Поручик Митенька Ржевский (СИ) - "Violetblackish". Страница 7
— Я не пью! — твердо заявил я и, качнувшись, ухватился за перила, чтобы не скатиться с лестницы. Князь удивленно вскинул брови, но комментировать не стал. — Разве только пуншу! Там ведро за дверью! Но мне туда нельзя, там херов советник и графинюшка.
— Да, Зефира Апполоновна, дама душная, — вынужден был согласиться князь. — Благо хоть близорука как курица. Так что при известной сноровке ее можно удачно избегать весь вечер.
— А как же ваш жених? Вы же прибыли, чтобы познакомиться с ним поближе? — вспомнил я о цели своего визита, а заодно первый раз задумался о последствиях совершенного поступка.

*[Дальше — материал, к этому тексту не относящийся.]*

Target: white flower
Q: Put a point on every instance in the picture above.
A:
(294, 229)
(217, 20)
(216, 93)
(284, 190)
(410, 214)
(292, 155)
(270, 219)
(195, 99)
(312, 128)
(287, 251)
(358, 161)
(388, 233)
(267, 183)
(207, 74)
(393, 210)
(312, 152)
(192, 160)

— Успеется, — недобро усмехнулся князь, но спокойно дойти до ведра с пуншем нам не дали. В отличие от меня, князя тут знали слишком хорошо, чтобы оставить без внимания. Стоило нам ступить в залу, где толпился народ, как князя взяли в оборот. Причем преимущественно дамы. Меня быстро оттеснили в сторону, и я украдкой стер пот со лба, прикидывая, как улизнуть наконец с бала. Но как оказалось, я рано радовался.
— Князь, представьте нас вашему другу, — раздался мелодичный голос у меня за плечом. Я резко повернулся и ослеп от бриллиантов, шелков и улыбок. Многоножка из барышень, свившая плотное кольцо вокруг князя, чья физиономия стала кислее винограда, обмахивалась десятком вееров и перешептывалась, поблескивая в мою сторону любопытными глазами.
— Поручик Дмитрий Ржевский, — отрекомендовал меня князь как хорошего знакомого. Я приосанился и зачем-то щелкнул каблуками, едва не потеряв при этом равновесие.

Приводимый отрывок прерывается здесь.